People skills open career doors
Quality of interpersonal or people skills is one of the important reasons rank-and-file employees are promoted to management positions, according to John Agno, an Ann Arbor, Mich.-based executive coach and career counselor. “As they move up the organizational ladder people skills become even more important. “Executives are promoted for their abilities to ‘bring in the numbers,’ take tough stands and create strategic plans,” says Agno, “But when they bomb, it is usually because of poor or mediocre people skills.”
To improve people skills, Agno offers four tips:
1. Learn to conduct productive conversations. Comfortable people skills open the door for easygoing conversation, says Agno. Excellent rapport between people is built through conversation. Initially, conversation may be hard to start. That’s why it’s important not to think about the structure of a conversation, says Agno. “Be open to conversations that you are unprepared for. Focus on theinterests of the other person rather than your own. And look for opportunities to ask non-threatening questions.”

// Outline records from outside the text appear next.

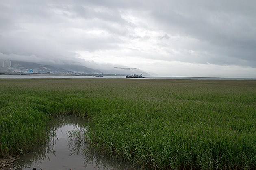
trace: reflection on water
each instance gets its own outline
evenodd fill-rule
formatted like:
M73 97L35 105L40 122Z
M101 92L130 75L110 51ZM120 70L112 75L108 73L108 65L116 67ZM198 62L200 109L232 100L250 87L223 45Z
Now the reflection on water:
M86 144L84 121L68 117L54 124L48 144L21 157L19 167L24 170L135 169L128 163L95 153Z

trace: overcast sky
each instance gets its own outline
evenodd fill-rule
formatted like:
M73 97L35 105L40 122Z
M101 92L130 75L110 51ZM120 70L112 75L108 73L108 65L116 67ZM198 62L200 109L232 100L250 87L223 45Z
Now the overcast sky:
M256 78L256 1L0 0L0 58Z

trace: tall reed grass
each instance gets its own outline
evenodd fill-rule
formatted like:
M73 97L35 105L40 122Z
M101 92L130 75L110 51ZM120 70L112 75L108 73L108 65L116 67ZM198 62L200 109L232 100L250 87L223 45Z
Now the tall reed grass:
M99 151L143 168L256 168L255 81L1 79L0 99L2 157L72 114Z

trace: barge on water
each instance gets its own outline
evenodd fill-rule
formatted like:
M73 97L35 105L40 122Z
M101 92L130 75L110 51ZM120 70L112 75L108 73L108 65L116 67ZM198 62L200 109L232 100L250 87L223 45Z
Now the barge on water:
M142 76L142 74L141 74L141 75L138 76L138 75L133 74L132 76L129 76L127 75L125 76L125 78L145 78Z

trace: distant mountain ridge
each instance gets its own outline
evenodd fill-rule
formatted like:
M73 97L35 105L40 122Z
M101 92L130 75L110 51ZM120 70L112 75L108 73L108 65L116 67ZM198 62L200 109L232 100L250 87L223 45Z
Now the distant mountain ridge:
M11 67L17 67L24 69L35 69L38 68L40 71L50 71L54 72L67 72L85 74L99 74L102 72L98 70L94 70L83 66L69 65L68 64L53 66L50 65L43 65L38 63L22 62L20 61L12 61Z
M33 70L34 72L50 72L54 74L69 73L116 75L133 75L142 74L143 76L150 75L148 73L139 69L135 68L111 67L94 69L81 65L42 64L32 62L14 60L11 61L11 67L15 69ZM34 72L34 70L35 72Z

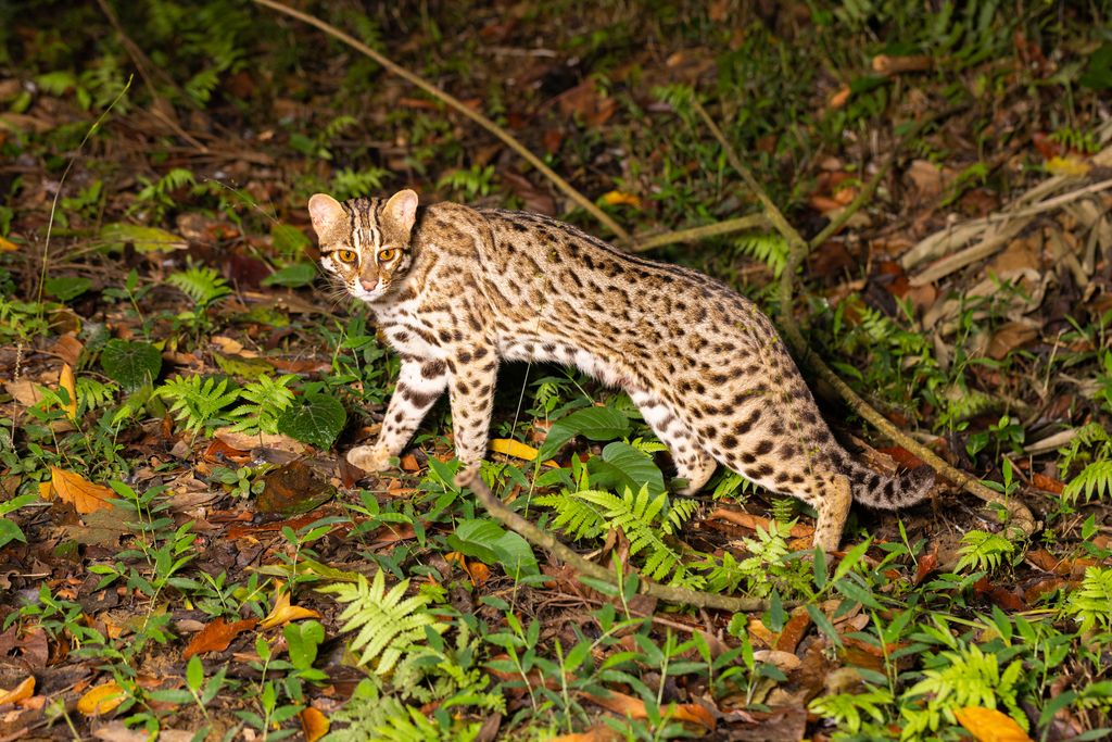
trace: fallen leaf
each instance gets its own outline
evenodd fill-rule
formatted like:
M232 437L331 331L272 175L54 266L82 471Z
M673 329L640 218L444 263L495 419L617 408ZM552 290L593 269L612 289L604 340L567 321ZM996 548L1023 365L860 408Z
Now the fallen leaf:
M307 742L317 742L328 733L328 718L312 706L298 714L301 718L301 731Z
M617 206L619 204L628 204L629 206L641 208L641 197L634 196L633 194L626 194L620 190L612 190L603 194L603 200L610 206Z
M831 108L842 108L845 106L845 101L850 100L850 86L845 86L831 96Z
M965 706L955 709L954 716L977 742L1033 742L1014 719L995 709Z
M1069 178L1084 178L1092 168L1088 162L1082 162L1080 157L1052 157L1046 160L1046 171L1051 175L1062 175Z
M107 714L123 703L126 698L127 693L123 692L122 687L116 683L105 683L82 695L81 700L77 702L77 710L86 716Z
M553 197L544 188L534 186L525 176L506 170L502 174L502 181L508 184L514 194L525 201L525 208L529 211L556 216L556 201Z
M22 683L10 691L0 692L0 705L6 703L19 703L34 695L34 675L31 675Z
M77 386L73 379L73 369L69 364L62 364L62 373L58 377L58 388L66 389L69 402L66 403L66 416L77 425Z
M237 621L226 624L224 619L216 619L212 623L197 632L197 635L189 642L189 646L181 653L182 660L188 660L195 654L203 652L224 652L231 644L231 640L239 636L245 631L255 629L257 619Z
M53 494L63 503L71 503L73 508L82 515L99 511L102 507L111 507L105 501L118 499L116 493L100 484L92 484L86 481L80 474L63 472L51 465L50 486Z
M302 609L299 605L290 605L289 592L287 591L275 601L275 606L270 611L270 614L259 622L259 629L274 629L275 626L281 626L291 621L299 621L300 619L319 617L320 614L316 611Z

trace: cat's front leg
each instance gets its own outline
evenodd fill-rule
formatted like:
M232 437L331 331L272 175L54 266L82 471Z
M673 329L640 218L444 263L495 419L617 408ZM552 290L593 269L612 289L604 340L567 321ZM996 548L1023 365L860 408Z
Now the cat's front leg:
M429 407L448 384L448 367L444 360L403 358L398 384L386 407L383 432L373 446L359 446L348 452L348 463L365 472L390 468L390 458L400 456L417 432Z
M448 378L448 395L451 399L456 457L463 463L461 471L478 468L486 455L497 375L498 358L492 348L470 346L455 352L455 365Z

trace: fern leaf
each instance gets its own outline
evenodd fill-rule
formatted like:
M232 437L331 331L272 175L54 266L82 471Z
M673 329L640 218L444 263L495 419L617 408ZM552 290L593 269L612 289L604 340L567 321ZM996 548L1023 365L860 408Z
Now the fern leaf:
M959 551L961 560L955 572L961 572L964 567L975 566L977 570L992 572L1001 564L1004 556L1011 556L1015 551L1015 545L994 533L984 531L970 531L962 536L962 547Z
M438 633L448 627L423 611L428 596L415 595L401 600L408 587L409 581L404 580L387 592L386 573L379 570L371 583L360 575L356 585L329 585L320 588L322 592L336 593L337 601L350 604L339 620L346 622L345 631L359 630L351 640L351 649L363 650L359 664L367 664L378 657L376 670L379 674L389 672L401 657L403 651L425 637L426 626Z
M1062 491L1062 499L1073 505L1084 493L1088 503L1094 494L1100 499L1110 492L1112 492L1112 458L1106 458L1093 462L1082 469L1081 474L1073 478L1073 482L1065 485L1065 489Z

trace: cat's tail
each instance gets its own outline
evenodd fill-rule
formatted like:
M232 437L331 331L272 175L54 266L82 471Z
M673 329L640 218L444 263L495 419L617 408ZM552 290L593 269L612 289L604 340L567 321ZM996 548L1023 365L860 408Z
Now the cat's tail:
M848 468L853 498L870 507L886 511L907 507L926 497L934 486L934 469L927 464L916 466L898 477L877 474L852 459Z

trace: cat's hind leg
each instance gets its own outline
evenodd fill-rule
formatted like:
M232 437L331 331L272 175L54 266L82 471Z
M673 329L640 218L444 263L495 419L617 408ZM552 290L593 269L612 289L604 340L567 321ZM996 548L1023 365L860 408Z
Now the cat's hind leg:
M359 446L348 452L347 459L364 472L390 468L390 458L414 437L417 426L448 385L448 369L443 360L403 358L401 373L394 396L386 407L383 432L373 446Z

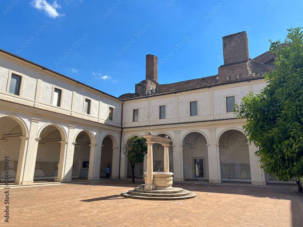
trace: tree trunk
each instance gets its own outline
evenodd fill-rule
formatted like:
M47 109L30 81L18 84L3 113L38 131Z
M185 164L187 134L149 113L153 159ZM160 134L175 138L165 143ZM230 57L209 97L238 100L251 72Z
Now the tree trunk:
M303 189L301 186L301 184L300 183L300 180L298 178L297 179L297 185L298 186L298 192L303 192Z
M133 173L133 180L132 182L135 183L135 173L134 173L134 169L135 169L135 165L132 164L132 172Z

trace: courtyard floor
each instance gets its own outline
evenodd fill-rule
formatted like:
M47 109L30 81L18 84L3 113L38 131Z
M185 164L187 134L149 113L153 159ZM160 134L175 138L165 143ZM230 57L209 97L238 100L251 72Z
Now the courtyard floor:
M2 187L0 226L303 226L303 194L291 193L295 187L174 183L197 196L173 201L120 196L143 182ZM5 205L8 190L9 204ZM3 212L8 205L8 223Z

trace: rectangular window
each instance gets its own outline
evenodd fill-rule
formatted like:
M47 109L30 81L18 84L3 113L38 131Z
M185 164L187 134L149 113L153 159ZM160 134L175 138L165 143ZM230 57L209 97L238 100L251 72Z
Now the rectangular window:
M84 106L84 113L89 114L91 108L91 100L87 99L85 99L85 106Z
M165 119L165 106L160 106L159 113L159 119Z
M133 113L133 121L138 121L139 119L139 109L136 109L134 110Z
M190 116L197 116L198 115L198 102L190 102Z
M113 113L114 112L114 108L112 107L109 107L109 110L108 111L108 120L113 120Z
M8 92L11 94L19 95L21 81L21 77L12 74L11 77L11 83L9 85L9 90Z
M226 110L227 113L233 112L235 108L235 96L226 97Z
M61 101L61 90L57 88L55 88L54 90L54 99L53 99L53 105L60 106L60 102Z

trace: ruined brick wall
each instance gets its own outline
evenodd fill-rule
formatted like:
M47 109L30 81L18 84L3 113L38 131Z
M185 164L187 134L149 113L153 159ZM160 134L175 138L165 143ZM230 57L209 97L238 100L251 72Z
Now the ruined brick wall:
M147 54L145 61L146 74L145 79L158 81L158 58L155 55Z
M224 64L249 59L246 31L227 35L222 38Z
M214 84L218 81L218 80L216 79L217 77L217 75L216 75L171 84L159 84L158 91L159 92L162 92L173 90L192 87L205 84Z
M237 64L223 65L218 69L219 81L222 82L228 80L226 77L229 77L228 80L237 80L237 75L239 75L238 79L248 77L247 61Z

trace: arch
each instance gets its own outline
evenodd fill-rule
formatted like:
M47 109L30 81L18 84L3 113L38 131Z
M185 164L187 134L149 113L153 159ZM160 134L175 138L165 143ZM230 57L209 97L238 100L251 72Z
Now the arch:
M19 116L16 114L12 113L3 113L0 114L0 118L5 117L7 117L15 120L20 125L22 130L22 136L29 136L29 131L28 128L25 123L24 120Z
M161 134L165 134L165 135L167 135L169 137L171 138L171 139L172 140L172 145L173 146L175 146L175 140L173 139L173 137L171 136L171 135L169 134L167 132L161 132L159 133L158 133L156 134L156 136L158 136L158 135L160 135Z
M94 134L94 133L90 130L86 128L82 129L78 131L74 138L73 142L76 142L76 139L77 138L77 137L82 132L85 132L88 135L88 136L89 137L89 138L91 140L91 144L96 144L96 137Z
M117 140L117 138L116 138L116 137L113 134L110 133L107 133L104 135L104 136L103 138L102 138L102 142L101 143L101 144L102 144L103 143L103 141L104 140L104 138L105 138L105 137L107 136L108 136L108 137L109 137L112 139L112 142L113 143L113 147L117 147L118 146L118 140Z
M245 136L246 136L245 135L245 133L244 132L244 131L241 129L235 127L231 127L224 129L221 131L221 132L219 134L219 135L217 138L217 139L216 140L216 143L217 144L218 144L219 143L219 140L220 140L220 137L221 137L221 136L222 136L223 134L223 133L224 133L225 132L227 132L228 131L229 131L230 130L237 130L237 131L238 131L242 133L243 134L244 134Z
M181 140L180 141L181 143L183 143L183 140L187 135L190 133L193 132L198 133L200 133L202 135L203 135L205 138L205 139L206 140L206 142L207 142L207 143L208 144L209 144L209 140L208 140L208 138L207 137L207 136L206 136L206 134L204 132L203 132L199 130L191 130L190 131L189 131L188 132L187 132L186 133L184 134L184 135L183 136L183 137L182 137L182 140Z
M49 125L52 125L56 127L60 132L60 134L61 134L62 141L66 141L66 139L67 138L67 134L66 133L66 132L61 125L55 122L50 122L49 123L46 123L43 125L43 126L40 128L40 129L38 131L37 138L38 138L39 137L40 134L42 132L42 130L45 127L47 127Z

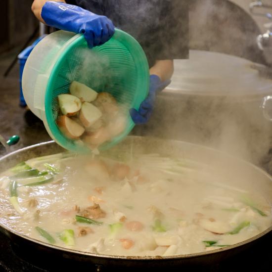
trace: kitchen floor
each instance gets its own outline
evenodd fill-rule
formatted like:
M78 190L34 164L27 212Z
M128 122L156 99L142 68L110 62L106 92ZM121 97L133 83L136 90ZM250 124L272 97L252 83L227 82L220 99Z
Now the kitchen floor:
M14 135L20 137L19 142L11 147L11 151L51 139L43 123L19 106L19 64L16 63L7 77L3 76L18 52L17 48L0 55L0 134L6 139ZM3 154L1 148L0 154Z

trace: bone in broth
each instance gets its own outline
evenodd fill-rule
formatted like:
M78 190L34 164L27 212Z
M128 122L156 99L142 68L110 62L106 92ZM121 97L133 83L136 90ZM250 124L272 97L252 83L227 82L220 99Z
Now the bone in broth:
M1 175L0 222L60 247L137 256L227 247L270 226L264 197L209 175L199 163L156 154L32 159Z

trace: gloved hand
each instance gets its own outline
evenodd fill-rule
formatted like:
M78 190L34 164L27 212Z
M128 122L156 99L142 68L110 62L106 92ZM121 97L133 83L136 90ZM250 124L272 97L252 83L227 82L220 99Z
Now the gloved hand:
M140 104L138 111L131 109L130 113L133 122L136 125L146 123L150 118L154 109L156 93L166 88L171 82L169 80L162 82L161 79L156 75L150 76L149 92L146 98Z
M104 44L114 34L109 19L76 5L49 1L43 7L42 17L48 26L83 34L90 48Z

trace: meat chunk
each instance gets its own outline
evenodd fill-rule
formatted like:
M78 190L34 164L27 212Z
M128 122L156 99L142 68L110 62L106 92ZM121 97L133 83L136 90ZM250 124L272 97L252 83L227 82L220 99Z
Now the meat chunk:
M78 236L86 236L89 233L93 233L93 230L89 227L79 227Z
M102 210L99 204L94 203L93 205L88 207L80 213L81 216L92 219L104 218L106 217L106 212Z
M105 187L95 187L95 188L94 188L94 190L97 193L99 193L99 194L102 194L105 189Z
M38 205L38 203L36 198L30 198L24 201L24 204L28 207L35 208Z

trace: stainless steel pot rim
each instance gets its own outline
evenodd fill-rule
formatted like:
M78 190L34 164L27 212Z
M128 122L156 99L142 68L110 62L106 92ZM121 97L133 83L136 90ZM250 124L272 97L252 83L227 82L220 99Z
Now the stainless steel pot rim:
M135 138L138 137L138 136L135 137ZM178 141L175 140L171 140L172 141L177 141L179 142L181 142L181 141ZM228 157L234 157L231 155L228 155L227 154L226 154L224 152L221 152L220 151L217 150L216 149L211 148L210 147L207 147L206 146L203 146L201 145L199 145L198 144L195 144L193 143L188 143L183 142L184 143L186 143L186 144L190 145L192 146L201 146L202 147L204 147L205 148L207 149L209 149L211 150L213 150L214 151L216 151L217 152L224 154L225 156L227 156ZM39 146L41 146L43 145L46 145L48 144L51 144L52 143L54 143L55 142L54 141L49 141L47 142L42 142L40 143L38 143L36 144L34 144L33 145L31 145L29 146L27 146L26 147L24 147L23 148L19 149L18 150L13 151L12 152L11 152L10 153L5 155L5 156L1 157L0 158L0 163L1 163L1 161L4 160L4 159L13 155L16 153L18 153L20 152L23 152L26 150L28 150L29 149L31 149L34 147L38 147ZM251 167L254 167L255 168L258 169L260 171L262 171L263 172L263 174L265 174L267 177L268 177L270 180L271 180L271 181L272 182L272 177L269 175L267 173L266 173L265 171L263 170L262 169L261 169L260 168L257 167L257 166L255 166L254 165L248 162L245 162L245 161L235 158L235 159L239 160L240 161L242 161L245 163L248 164L248 165L250 165ZM207 252L199 252L197 253L193 253L191 254L184 254L184 255L175 255L175 256L166 256L166 257L163 257L163 256L115 256L115 255L102 255L102 254L95 254L93 253L91 253L90 252L85 252L85 251L79 251L79 250L76 250L74 249L71 249L69 248L64 248L62 247L61 246L57 246L54 245L51 245L50 244L48 244L47 243L45 243L45 242L43 242L41 241L40 241L39 240L37 240L36 239L34 239L33 238L31 238L30 237L27 236L27 235L25 235L24 234L21 234L17 231L15 231L14 230L12 229L12 228L7 227L6 226L5 226L3 224L0 223L0 227L1 227L3 229L6 230L8 230L10 232L13 233L13 234L15 234L15 235L19 236L21 237L21 238L23 238L24 239L25 239L26 240L28 240L31 242L33 242L34 243L39 244L40 245L42 245L43 246L46 246L46 247L49 247L52 249L53 249L54 250L60 250L63 251L64 252L66 252L67 253L71 253L74 254L77 254L77 255L84 255L85 256L90 256L90 257L99 257L99 258L107 258L112 260L138 260L140 261L150 261L150 260L176 260L176 259L190 259L190 258L193 258L197 257L201 257L201 256L205 256L206 255L213 255L215 254L216 253L218 253L219 252L222 252L223 251L227 251L229 250L231 250L231 249L233 249L233 248L235 248L237 247L238 247L239 246L241 246L244 245L246 245L246 244L248 244L249 243L250 243L251 242L253 242L254 241L255 241L256 240L261 238L263 236L268 234L268 233L270 232L272 230L272 225L264 230L264 231L261 232L260 233L259 233L257 235L255 235L250 239L248 239L247 240L245 240L244 241L243 241L242 242L240 242L239 243L237 243L237 244L235 244L234 245L229 246L227 247L224 247L224 248L221 248L218 249L215 249L213 250L210 250Z

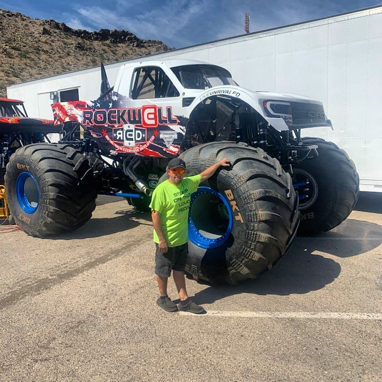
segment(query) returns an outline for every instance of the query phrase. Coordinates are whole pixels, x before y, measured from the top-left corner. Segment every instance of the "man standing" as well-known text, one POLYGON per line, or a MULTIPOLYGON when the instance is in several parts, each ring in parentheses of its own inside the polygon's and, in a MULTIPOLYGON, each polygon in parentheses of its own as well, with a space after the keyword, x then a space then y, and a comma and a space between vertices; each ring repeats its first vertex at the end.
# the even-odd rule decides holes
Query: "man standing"
POLYGON ((185 178, 186 163, 180 158, 169 162, 168 180, 153 192, 150 207, 155 242, 155 274, 160 297, 157 304, 168 312, 182 310, 197 314, 204 309, 190 299, 186 288, 185 267, 188 253, 188 218, 191 194, 199 184, 215 174, 221 166, 230 166, 224 158, 200 174, 185 178), (167 295, 167 282, 173 271, 181 302, 178 306, 167 295))

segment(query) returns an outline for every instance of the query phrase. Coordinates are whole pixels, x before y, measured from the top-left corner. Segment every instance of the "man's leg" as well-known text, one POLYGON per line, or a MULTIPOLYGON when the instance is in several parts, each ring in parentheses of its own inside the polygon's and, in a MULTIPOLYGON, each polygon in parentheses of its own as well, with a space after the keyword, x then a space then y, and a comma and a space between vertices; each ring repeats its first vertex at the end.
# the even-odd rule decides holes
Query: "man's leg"
POLYGON ((184 301, 186 298, 188 298, 189 295, 187 294, 187 290, 186 289, 185 273, 183 271, 173 270, 173 277, 178 289, 178 292, 179 293, 179 298, 181 299, 181 301, 184 301))
POLYGON ((159 294, 161 296, 167 295, 167 281, 169 280, 168 277, 164 277, 163 276, 157 276, 157 281, 158 282, 158 286, 159 288, 159 294))

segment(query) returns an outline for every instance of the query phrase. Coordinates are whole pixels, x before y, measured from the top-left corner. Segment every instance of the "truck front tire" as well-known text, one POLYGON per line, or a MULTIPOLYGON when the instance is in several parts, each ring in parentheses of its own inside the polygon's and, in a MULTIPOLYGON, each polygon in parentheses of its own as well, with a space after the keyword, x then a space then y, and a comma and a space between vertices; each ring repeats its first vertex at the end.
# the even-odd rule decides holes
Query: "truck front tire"
POLYGON ((94 182, 89 162, 78 150, 47 143, 23 146, 6 167, 10 214, 32 236, 76 229, 90 219, 96 207, 94 182))
POLYGON ((318 156, 293 167, 299 200, 299 235, 326 232, 342 223, 359 195, 359 177, 354 163, 343 150, 319 138, 302 138, 317 145, 318 156))
POLYGON ((206 143, 181 155, 187 176, 226 157, 191 196, 186 272, 194 279, 237 284, 270 269, 291 244, 298 225, 289 174, 261 149, 232 142, 206 143))

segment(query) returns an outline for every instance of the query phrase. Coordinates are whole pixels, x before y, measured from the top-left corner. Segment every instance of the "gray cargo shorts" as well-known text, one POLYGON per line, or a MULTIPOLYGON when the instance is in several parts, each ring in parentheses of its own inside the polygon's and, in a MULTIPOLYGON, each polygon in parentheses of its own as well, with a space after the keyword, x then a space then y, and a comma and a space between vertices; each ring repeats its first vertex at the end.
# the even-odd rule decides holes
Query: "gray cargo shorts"
POLYGON ((155 274, 161 277, 169 277, 171 270, 183 272, 185 270, 189 245, 179 245, 178 247, 169 247, 166 253, 160 252, 159 246, 155 243, 155 274))

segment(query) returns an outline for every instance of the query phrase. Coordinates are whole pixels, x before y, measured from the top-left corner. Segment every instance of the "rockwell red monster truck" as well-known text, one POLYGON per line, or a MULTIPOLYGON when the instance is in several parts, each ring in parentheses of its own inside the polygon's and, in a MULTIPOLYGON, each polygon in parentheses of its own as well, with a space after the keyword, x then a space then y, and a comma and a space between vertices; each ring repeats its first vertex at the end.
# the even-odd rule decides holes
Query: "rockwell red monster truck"
POLYGON ((300 214, 301 233, 327 231, 357 201, 358 176, 345 152, 301 137, 305 127, 331 127, 320 102, 245 89, 225 69, 191 60, 125 65, 111 90, 53 104, 68 132, 60 144, 28 145, 11 157, 8 203, 26 232, 81 226, 100 193, 146 209, 169 159, 181 153, 191 175, 227 157, 231 168, 192 195, 187 271, 236 283, 285 253, 300 214))

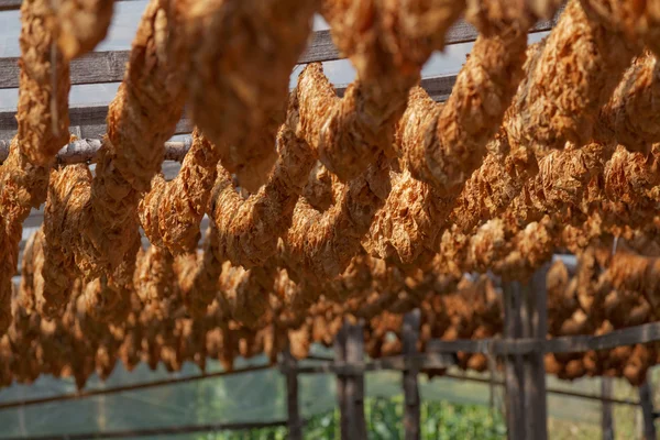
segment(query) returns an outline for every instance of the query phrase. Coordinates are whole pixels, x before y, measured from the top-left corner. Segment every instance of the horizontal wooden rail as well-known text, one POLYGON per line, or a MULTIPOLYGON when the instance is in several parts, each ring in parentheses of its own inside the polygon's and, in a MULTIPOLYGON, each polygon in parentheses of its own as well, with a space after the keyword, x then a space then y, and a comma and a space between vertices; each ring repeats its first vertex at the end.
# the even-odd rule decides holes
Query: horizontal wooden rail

“It may seem awkward at first, but it sets the stage for a respectful exchange,” Agno adds. Good decisions are usually made when the right questions are asked.
And don’t let anxiety or tension stand in your way. It’s normal to be nervous when interacting with people for the first time. Most people mistakenly dwell on discomfort, failing to realize that the other person is nervous as well. So take it as a given and use small talk (the weather, the economy, sports) as a bridge to relaxed and comfortable rapport.
2. Read body language. Successful salespeople have learned how to get a reading on people based upon their facial expressions, gestures, posture and eye contact. Once they read the body signals in others, they can apply it to themselves. A relaxed expression and constant eye contact communicate a sense of self-confidence and poise that relax the person you’re dealing with, making it easier to sell a product or rally support for a position.
3. Seek feedback and criticism. It takes time and hard work to build strong people skills. Learning can only take place if you’re constantly seeking feedback and criticism. Open yourself up to the notion of lifelong learning and bettering yourself.
4. Master listening. Masterful communicators have learned that building a comfortable rapport is finding the divine balance between speaking and listening. Most people are too intent on speaking. They don’t realize that the only way to get a true reading on another person is to listen to what they have to say. It sounds obvious. But listening often involves learning how to be silent and waiting for the other person to express his viewpoint. Silence often opens the door to active, fruitful conversation. In time, you’ll learn to be an empathetic listener.
Empathetic listeners are listening not just to be polite, but because of a genuine desire to understand the person they are speaking with. As soon as honest concern is sensed, the door is opened to sharing information. It’s a simple concept that leads to winning contracts, solving technical and business problems and mediating interpersonal conflicts – even saving lives.